Minority Leader of the Kansas Senate
- In office January 8, 1996 – January 11, 2021
- Succeeded by: Dinah Sykes

Member of the Kansas Senate from the 19th district
- In office January 11, 1993 – January 11, 2021
- Preceded by: Nancy Parrish
- Succeeded by: Rick Kloos

Member of the Kansas House of Representatives from the 58th district
- In office January 10, 1977 – January 11, 1993
- Preceded by: William Kenneth Marshall
- Succeeded by: Richard M. Nichols

Personal details
- Born: September 2, 1953 (age 72) Topeka, Kansas, U.S.
- Party: Democratic
- Spouse: Deborah Hensley
- Children: 1
- Education: Washburn University (BA) Kansas State University (MA)
- Website: Official website

= Anthony Hensley =

American politician

Anthony Hensley (born September 2, 1953) is a former Democratic member of the Kansas Senate, representing the 19th district since 1992. He was the Minority Leader from 1996 through 2021 and has also been a committeeman of the Democratic Precinct since 1976. In 1992, he was the Majority Whip. From 1977 to 1992, he was a Representative. In 1991 and 1992, he was the chairman of the 2nd District Democratic Committee and from 1981 to 1986, he was the chairman of the Shawnee County Democratic Central Committee. On November 3, 2020, he was defeated in his re-election campaign by Republican Rick Kloos.
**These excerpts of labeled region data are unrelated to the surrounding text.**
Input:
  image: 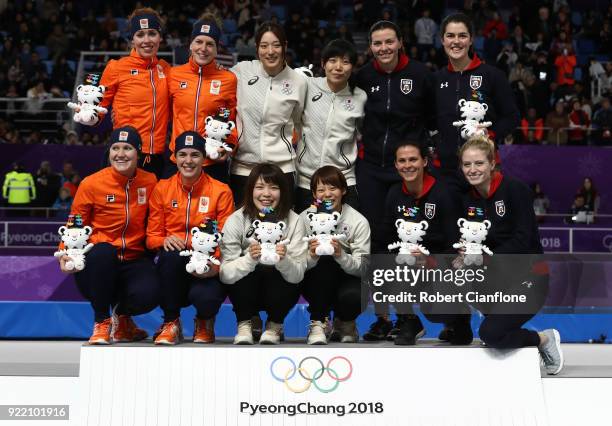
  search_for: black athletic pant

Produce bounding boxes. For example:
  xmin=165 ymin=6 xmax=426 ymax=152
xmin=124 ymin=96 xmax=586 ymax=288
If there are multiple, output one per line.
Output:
xmin=227 ymin=265 xmax=300 ymax=324
xmin=74 ymin=243 xmax=159 ymax=322
xmin=230 ymin=172 xmax=295 ymax=208
xmin=157 ymin=249 xmax=227 ymax=322
xmin=294 ymin=185 xmax=359 ymax=214
xmin=300 ymin=256 xmax=361 ymax=321
xmin=425 ymin=275 xmax=549 ymax=349
xmin=355 ymin=160 xmax=401 ymax=253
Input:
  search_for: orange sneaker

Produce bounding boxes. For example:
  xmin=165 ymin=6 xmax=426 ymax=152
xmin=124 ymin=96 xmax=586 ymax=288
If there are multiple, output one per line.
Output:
xmin=155 ymin=318 xmax=183 ymax=345
xmin=89 ymin=318 xmax=113 ymax=345
xmin=193 ymin=318 xmax=215 ymax=343
xmin=112 ymin=315 xmax=148 ymax=343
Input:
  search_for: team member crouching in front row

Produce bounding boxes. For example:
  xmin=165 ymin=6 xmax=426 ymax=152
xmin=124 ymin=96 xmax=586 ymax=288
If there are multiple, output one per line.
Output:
xmin=300 ymin=166 xmax=370 ymax=345
xmin=147 ymin=131 xmax=234 ymax=345
xmin=59 ymin=126 xmax=159 ymax=345
xmin=219 ymin=163 xmax=306 ymax=345
xmin=428 ymin=137 xmax=563 ymax=374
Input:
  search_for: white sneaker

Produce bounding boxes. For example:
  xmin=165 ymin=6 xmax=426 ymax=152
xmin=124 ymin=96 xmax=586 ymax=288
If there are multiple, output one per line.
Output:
xmin=234 ymin=320 xmax=253 ymax=345
xmin=337 ymin=320 xmax=359 ymax=343
xmin=259 ymin=321 xmax=283 ymax=345
xmin=538 ymin=328 xmax=563 ymax=375
xmin=306 ymin=321 xmax=327 ymax=345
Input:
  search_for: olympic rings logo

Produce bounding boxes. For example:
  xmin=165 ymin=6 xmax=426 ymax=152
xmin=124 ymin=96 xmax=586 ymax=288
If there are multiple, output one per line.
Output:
xmin=270 ymin=355 xmax=353 ymax=393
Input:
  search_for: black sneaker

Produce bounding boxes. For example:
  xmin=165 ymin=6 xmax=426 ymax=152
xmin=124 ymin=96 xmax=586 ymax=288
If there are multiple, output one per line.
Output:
xmin=395 ymin=315 xmax=425 ymax=346
xmin=363 ymin=317 xmax=393 ymax=342
xmin=448 ymin=320 xmax=474 ymax=346
xmin=387 ymin=315 xmax=406 ymax=342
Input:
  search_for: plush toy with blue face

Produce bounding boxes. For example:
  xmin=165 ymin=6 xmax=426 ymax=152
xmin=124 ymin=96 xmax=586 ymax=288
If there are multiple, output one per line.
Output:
xmin=303 ymin=200 xmax=346 ymax=256
xmin=453 ymin=207 xmax=493 ymax=266
xmin=67 ymin=76 xmax=108 ymax=126
xmin=53 ymin=214 xmax=93 ymax=271
xmin=206 ymin=109 xmax=236 ymax=160
xmin=247 ymin=207 xmax=289 ymax=265
xmin=179 ymin=219 xmax=223 ymax=275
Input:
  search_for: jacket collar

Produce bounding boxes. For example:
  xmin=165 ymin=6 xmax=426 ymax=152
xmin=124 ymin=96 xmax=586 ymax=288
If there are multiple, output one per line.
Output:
xmin=129 ymin=48 xmax=159 ymax=68
xmin=448 ymin=53 xmax=482 ymax=72
xmin=174 ymin=170 xmax=210 ymax=193
xmin=372 ymin=52 xmax=410 ymax=75
xmin=108 ymin=166 xmax=138 ymax=185
xmin=189 ymin=56 xmax=217 ymax=74
xmin=402 ymin=172 xmax=436 ymax=200
xmin=472 ymin=172 xmax=504 ymax=200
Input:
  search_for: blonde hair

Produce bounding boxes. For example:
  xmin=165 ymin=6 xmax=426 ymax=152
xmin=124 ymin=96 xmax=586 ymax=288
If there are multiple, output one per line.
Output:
xmin=458 ymin=136 xmax=495 ymax=162
xmin=127 ymin=7 xmax=165 ymax=23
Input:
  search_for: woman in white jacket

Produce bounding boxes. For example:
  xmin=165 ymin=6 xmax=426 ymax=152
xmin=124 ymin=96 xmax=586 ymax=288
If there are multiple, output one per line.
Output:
xmin=300 ymin=166 xmax=370 ymax=345
xmin=219 ymin=163 xmax=306 ymax=345
xmin=230 ymin=22 xmax=306 ymax=205
xmin=295 ymin=39 xmax=367 ymax=211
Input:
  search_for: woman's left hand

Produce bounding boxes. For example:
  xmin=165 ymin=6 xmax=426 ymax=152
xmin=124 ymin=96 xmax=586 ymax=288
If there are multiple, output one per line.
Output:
xmin=331 ymin=239 xmax=342 ymax=257
xmin=276 ymin=244 xmax=287 ymax=260
xmin=191 ymin=262 xmax=219 ymax=278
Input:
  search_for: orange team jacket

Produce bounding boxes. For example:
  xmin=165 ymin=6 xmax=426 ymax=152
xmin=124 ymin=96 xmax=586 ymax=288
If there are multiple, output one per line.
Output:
xmin=147 ymin=173 xmax=234 ymax=257
xmin=100 ymin=49 xmax=170 ymax=154
xmin=70 ymin=167 xmax=157 ymax=260
xmin=168 ymin=58 xmax=238 ymax=166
== 2020 Kansas 19th Senate district campaign ==
Hensley's opponent Kloos ran unchallenged in the GOP primary where he received 6,758 votes in the primary, while Hensley had 5,269, who also ran unopposed. Kloos beat Hensley 16,141 votes to 15,383 votes, 51% to 49%, on the November 3, 2020 general election—in what Titus Wu of the Topeka Capitol-Journal called "a huge upset victory". Kloos is pro-life and was endorsed by Kansans for Life. Hensley had represented the area for 44 years as either the state representative or state senator. The Kloos campaign outspent Hensley $37,433 to $1,286.

==Personal life==

Hensley graduated from Washburn University in 1975 and later received his master's degree in special education from Kansas State University. He then taught special education at Topeka's Capital City School until 2011. Hensley teaches government and political affairs to high school students within the Topeka area.

==Committee assignments==
Hensley served on the following legislative committees:

- 2015 Special Committee on K-12 Student Success
- Assessment and Taxation
- Confirmation Oversight (Vice-chair)
- Education (Ranking minority member)
- Interstate Cooperation (Ranking minority member)
- Joint Committee on Pensions, Investments, and Benefits
- Legislative Coordinating Council
- Legislative Post Audit Committee
- Senate Select Committee on KPERS (Ranking minority member)
- Transportation

==Major donors==
Some of the top contributors to Hensley's 2008 campaign, according to OpenSecrets:
 Kansas Democratic Party, Greater Kansas City Chamber of Commerce, Kansas Association of Realtors, Kansas Credit Union Association, Kansas Dental Association

Political parties were his largest donor group.